While she has about 75 new students this year — mostly Sunni, many of them children whose parents have been threatened for working for the Government — she is not suffering from overcrowding: more than 100 of her pupils from last year have left the country with their families.
“All the rich kids have left because of the kidnap threats,” Ms al-Obeidi said. Last term four of her students were abducted. Last week two brothers were snatched.
But there is no guarantee of security inside class. In a town just south of Baghdad last week guerrillas marched into a school and shot dead five teachers.
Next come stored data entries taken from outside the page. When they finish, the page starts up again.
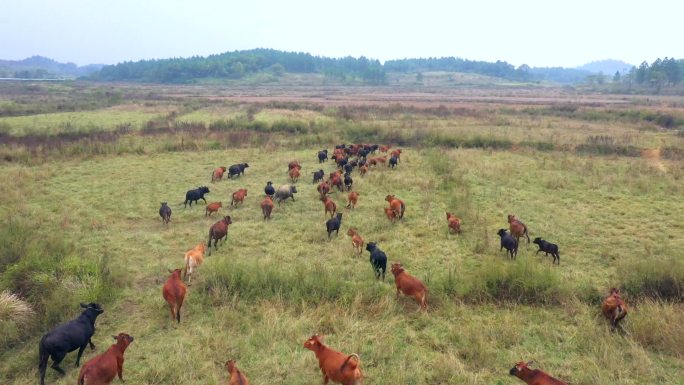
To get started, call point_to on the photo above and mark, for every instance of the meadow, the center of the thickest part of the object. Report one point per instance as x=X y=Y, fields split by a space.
x=600 y=175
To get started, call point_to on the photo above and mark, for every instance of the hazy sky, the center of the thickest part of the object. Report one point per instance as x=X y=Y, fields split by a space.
x=535 y=32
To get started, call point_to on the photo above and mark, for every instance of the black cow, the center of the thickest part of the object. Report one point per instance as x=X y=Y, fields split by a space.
x=509 y=243
x=237 y=169
x=548 y=247
x=165 y=212
x=67 y=337
x=333 y=224
x=195 y=195
x=378 y=260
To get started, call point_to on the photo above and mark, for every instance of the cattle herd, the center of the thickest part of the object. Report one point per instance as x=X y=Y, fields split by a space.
x=335 y=366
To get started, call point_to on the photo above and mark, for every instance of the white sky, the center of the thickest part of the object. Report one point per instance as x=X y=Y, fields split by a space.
x=534 y=32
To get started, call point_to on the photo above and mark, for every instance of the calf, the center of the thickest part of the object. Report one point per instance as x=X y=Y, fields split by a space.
x=353 y=198
x=237 y=169
x=218 y=174
x=238 y=196
x=267 y=207
x=338 y=367
x=195 y=195
x=454 y=223
x=547 y=248
x=193 y=258
x=533 y=377
x=102 y=369
x=236 y=376
x=333 y=224
x=614 y=308
x=212 y=207
x=378 y=260
x=165 y=212
x=218 y=231
x=357 y=241
x=409 y=285
x=174 y=292
x=509 y=243
x=67 y=337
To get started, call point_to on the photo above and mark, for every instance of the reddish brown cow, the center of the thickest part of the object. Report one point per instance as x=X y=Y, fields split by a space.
x=267 y=207
x=409 y=285
x=614 y=308
x=338 y=367
x=236 y=376
x=518 y=229
x=357 y=241
x=174 y=293
x=352 y=198
x=218 y=174
x=533 y=377
x=239 y=196
x=454 y=223
x=102 y=369
x=212 y=207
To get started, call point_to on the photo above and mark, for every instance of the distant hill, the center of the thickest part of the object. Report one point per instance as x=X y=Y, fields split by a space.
x=41 y=67
x=608 y=67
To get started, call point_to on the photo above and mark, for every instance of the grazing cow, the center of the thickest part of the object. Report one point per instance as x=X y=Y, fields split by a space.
x=238 y=196
x=547 y=248
x=237 y=169
x=193 y=258
x=236 y=376
x=322 y=156
x=267 y=207
x=333 y=224
x=212 y=207
x=318 y=176
x=409 y=285
x=338 y=367
x=269 y=190
x=353 y=197
x=174 y=292
x=218 y=174
x=285 y=191
x=614 y=308
x=218 y=231
x=67 y=337
x=294 y=174
x=518 y=229
x=329 y=206
x=454 y=223
x=509 y=243
x=378 y=260
x=533 y=377
x=165 y=212
x=357 y=241
x=195 y=195
x=102 y=369
x=397 y=205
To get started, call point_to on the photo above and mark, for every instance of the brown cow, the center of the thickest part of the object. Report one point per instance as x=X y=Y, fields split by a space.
x=454 y=223
x=102 y=369
x=338 y=367
x=236 y=376
x=533 y=377
x=518 y=229
x=267 y=207
x=239 y=196
x=174 y=293
x=212 y=207
x=614 y=308
x=218 y=174
x=357 y=241
x=409 y=285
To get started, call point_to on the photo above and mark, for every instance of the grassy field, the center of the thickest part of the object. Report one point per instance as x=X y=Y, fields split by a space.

Even the new blast walls are a source of fear for Ms al-Obeidi — they were put up because the school will be a polling centre in this month’s constitutional referendum, which could make it a target.
Ms al-Obeidi has, however, managed to nip in the bud any incipient divides among Sunni and Shia children. “I noticed the kids here talking about it, so I told all the teachers to hold long lessons to insist there is no difference,” she said.
“We threatened that anyone doing this that they would be punished, both by God and the authorities. It went well, and we’ve managed to stop it completely in our school.”
In some schools, she said, Sunni teachers would take classes full of Sunni pupils, while Shia staff taught only Shia children, raising fears that trenches dug in this generation of Iraqis will be inherited by the next.